The Urgent Market Update You Need To See

Steve LaMothe • April 7, 2023

Inventory is very low, causing prices to stabilize.

We have some really interesting things going on in the marketplace. I know there's a lot of bad news about bank failures. There have been five or six total bank failures. Honestly, I don't think this will be the end of negative economic news throughout the rest of this year. The problems that those banks and many regional and large banks have are from low interest rates over a ten-year period, but that's not what we're talking about today. Today we're going over a quick Sacramento market update, and the number one driving factor of the current environment is inventory—the number of homes for sale.


The number of homes for sale is down almost 50% compared to last year. In the first quarter, we have around 50% fewer homes available than last year, when we had historically low inventory levels. What's driving this low inventory is that all of these owners are stuck with 2% to 3% interest rates and do not want to move. It's becoming financially impossible to buy another home. Even if you really want another house, you're going to have to downsize substantially or move to an area that's not as good as the home you're currently in, and your payments will be higher. Many of these owners have decided it's better to stay in their homes, and they will renovate, add on, or just not sell.

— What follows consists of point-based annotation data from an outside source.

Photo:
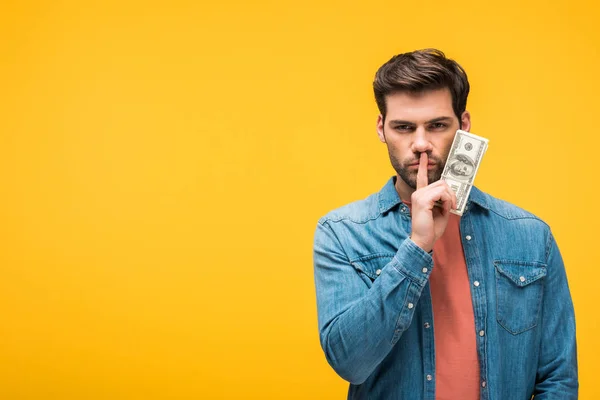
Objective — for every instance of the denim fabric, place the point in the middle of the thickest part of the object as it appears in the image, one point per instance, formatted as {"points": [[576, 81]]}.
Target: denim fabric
{"points": [[374, 304]]}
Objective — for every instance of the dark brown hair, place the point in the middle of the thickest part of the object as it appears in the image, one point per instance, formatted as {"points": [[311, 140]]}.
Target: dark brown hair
{"points": [[419, 71]]}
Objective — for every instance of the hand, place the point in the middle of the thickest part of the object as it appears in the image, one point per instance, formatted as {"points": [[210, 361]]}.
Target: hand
{"points": [[428, 220]]}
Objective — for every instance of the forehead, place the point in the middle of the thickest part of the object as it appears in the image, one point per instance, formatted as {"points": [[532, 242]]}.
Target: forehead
{"points": [[420, 106]]}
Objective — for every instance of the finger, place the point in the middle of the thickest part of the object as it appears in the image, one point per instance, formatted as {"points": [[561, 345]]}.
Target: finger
{"points": [[422, 180]]}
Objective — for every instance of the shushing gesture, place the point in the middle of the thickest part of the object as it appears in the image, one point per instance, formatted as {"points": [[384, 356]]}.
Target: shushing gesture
{"points": [[428, 220]]}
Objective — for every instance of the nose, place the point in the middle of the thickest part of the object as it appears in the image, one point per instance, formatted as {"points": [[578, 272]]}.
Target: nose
{"points": [[421, 142]]}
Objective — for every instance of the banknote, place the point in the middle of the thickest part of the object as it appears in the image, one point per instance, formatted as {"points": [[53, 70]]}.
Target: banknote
{"points": [[462, 164]]}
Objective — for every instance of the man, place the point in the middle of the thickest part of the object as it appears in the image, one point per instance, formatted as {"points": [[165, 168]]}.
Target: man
{"points": [[417, 303]]}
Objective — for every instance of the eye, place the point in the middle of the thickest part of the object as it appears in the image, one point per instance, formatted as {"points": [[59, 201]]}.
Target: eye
{"points": [[403, 128], [438, 126]]}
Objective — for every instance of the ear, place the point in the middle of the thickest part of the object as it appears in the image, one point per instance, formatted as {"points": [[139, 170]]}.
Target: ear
{"points": [[380, 128], [466, 121]]}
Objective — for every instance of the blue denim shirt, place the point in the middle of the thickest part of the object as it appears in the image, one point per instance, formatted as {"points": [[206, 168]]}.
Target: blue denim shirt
{"points": [[374, 303]]}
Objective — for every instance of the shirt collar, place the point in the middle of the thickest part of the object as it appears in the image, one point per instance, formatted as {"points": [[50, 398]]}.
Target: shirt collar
{"points": [[388, 197]]}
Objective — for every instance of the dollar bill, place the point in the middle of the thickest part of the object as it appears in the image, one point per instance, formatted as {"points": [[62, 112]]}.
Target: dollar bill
{"points": [[462, 164]]}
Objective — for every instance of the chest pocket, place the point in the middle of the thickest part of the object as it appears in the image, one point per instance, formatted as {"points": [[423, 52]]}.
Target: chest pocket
{"points": [[371, 266], [519, 294]]}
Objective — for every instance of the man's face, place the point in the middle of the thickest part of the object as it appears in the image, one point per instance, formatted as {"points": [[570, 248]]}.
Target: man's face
{"points": [[416, 123]]}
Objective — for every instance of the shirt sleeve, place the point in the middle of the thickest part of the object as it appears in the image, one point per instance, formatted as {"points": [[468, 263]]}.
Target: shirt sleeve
{"points": [[358, 325], [557, 368]]}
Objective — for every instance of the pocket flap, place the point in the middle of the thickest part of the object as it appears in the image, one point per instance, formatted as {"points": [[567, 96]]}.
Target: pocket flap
{"points": [[372, 263], [521, 273]]}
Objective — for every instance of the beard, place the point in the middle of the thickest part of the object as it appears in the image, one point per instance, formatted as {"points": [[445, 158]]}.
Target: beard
{"points": [[409, 176]]}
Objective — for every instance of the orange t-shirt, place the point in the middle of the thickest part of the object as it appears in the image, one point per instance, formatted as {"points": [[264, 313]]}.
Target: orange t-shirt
{"points": [[456, 362]]}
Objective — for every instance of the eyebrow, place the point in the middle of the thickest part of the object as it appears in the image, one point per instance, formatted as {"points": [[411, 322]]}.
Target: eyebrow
{"points": [[438, 119]]}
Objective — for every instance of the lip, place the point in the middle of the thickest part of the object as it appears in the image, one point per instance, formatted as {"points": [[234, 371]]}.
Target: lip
{"points": [[429, 166]]}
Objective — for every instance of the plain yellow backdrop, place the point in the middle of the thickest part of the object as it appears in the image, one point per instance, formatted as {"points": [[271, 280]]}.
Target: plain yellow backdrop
{"points": [[163, 166]]}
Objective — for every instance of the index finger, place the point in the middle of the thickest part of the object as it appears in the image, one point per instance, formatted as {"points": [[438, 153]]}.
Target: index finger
{"points": [[422, 180]]}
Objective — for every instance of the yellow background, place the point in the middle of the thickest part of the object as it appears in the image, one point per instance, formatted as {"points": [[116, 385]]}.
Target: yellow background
{"points": [[163, 166]]}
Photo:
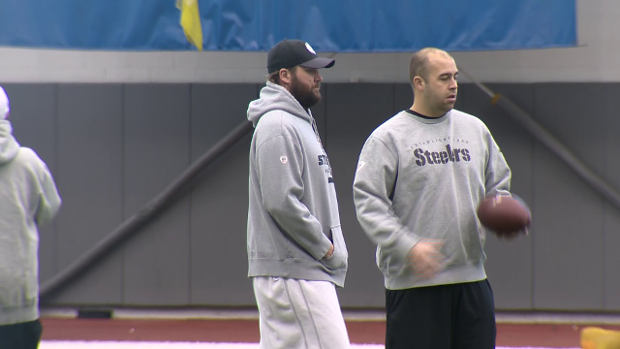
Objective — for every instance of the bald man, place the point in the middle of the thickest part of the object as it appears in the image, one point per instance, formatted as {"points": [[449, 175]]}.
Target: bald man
{"points": [[419, 179]]}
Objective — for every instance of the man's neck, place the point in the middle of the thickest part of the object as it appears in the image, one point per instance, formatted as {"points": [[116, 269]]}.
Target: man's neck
{"points": [[424, 110]]}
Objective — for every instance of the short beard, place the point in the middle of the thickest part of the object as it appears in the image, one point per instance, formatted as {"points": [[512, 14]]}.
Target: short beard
{"points": [[304, 96]]}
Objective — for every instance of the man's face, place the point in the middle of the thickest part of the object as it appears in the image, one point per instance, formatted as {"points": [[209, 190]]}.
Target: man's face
{"points": [[306, 86], [441, 86]]}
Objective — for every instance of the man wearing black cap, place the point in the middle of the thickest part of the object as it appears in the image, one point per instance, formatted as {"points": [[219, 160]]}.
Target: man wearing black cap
{"points": [[296, 251]]}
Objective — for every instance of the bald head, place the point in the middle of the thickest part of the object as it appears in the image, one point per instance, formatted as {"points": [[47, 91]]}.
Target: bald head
{"points": [[418, 65]]}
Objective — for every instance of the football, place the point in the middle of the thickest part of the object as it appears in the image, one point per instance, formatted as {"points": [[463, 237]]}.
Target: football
{"points": [[504, 214]]}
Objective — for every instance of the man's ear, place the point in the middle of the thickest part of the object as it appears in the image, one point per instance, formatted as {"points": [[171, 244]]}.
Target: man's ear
{"points": [[286, 76], [418, 83]]}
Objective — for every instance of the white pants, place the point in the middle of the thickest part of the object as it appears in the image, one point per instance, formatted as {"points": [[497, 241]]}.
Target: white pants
{"points": [[299, 314]]}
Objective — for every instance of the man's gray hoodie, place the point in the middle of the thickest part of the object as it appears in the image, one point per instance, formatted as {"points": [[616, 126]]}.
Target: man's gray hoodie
{"points": [[293, 214], [28, 199]]}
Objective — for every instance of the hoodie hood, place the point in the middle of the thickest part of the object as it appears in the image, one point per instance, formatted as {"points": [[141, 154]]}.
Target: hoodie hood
{"points": [[8, 144], [276, 97]]}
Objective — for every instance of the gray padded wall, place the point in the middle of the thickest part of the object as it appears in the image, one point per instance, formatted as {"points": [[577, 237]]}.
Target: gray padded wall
{"points": [[89, 178], [112, 148], [157, 150], [220, 198], [568, 244]]}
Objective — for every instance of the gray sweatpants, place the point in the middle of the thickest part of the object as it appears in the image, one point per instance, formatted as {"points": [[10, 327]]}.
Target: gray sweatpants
{"points": [[299, 314]]}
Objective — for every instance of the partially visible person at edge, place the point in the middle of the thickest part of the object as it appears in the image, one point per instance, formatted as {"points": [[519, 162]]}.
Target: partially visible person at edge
{"points": [[296, 250], [28, 199], [419, 180]]}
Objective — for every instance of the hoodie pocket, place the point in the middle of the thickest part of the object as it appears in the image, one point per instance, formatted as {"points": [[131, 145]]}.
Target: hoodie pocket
{"points": [[339, 259]]}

"I don't think this will be the end of negative economic news."



Inventory is down 50%, and the buyer pool hasn't necessarily gotten any bigger. There are simply fewer homes available. The good houses that come up for sale, I would say about 40% to 50%, we're seeing more than one buyer make an offer, and that's pretty incredible, given we've had six banks fail in the last two or three weeks. We're in this nice little sweet spot in the Sacramento market where home values have started to stabilize. I would not say that those home values are going up. We've just stabilized from the 1% to 2% reduction in value each month that we saw last year.


If you need to sell a house this year, if you're planning on exiting and going to another state and are thinking about doing that in the next couple of years, I would expedite your timeline and do it today. I listed a property last week, and we have 15 offers on it as of today. Another program is also creating a lot of first-time homebuyer demand. Several months ago, we said this would be the year of the first-time homebuyer, and that is panning out. It's called the Dream for All program. It's giving buyers 20% as a down payment loan with zero interest to buy their first home. This has created a surge in buyer demand over the last month or so.


If you are considering entering the market, now is the time. If you have any questions about the state of the market or real estate in general, please feel free to reach out to me by phone or email. I would be happy to help you.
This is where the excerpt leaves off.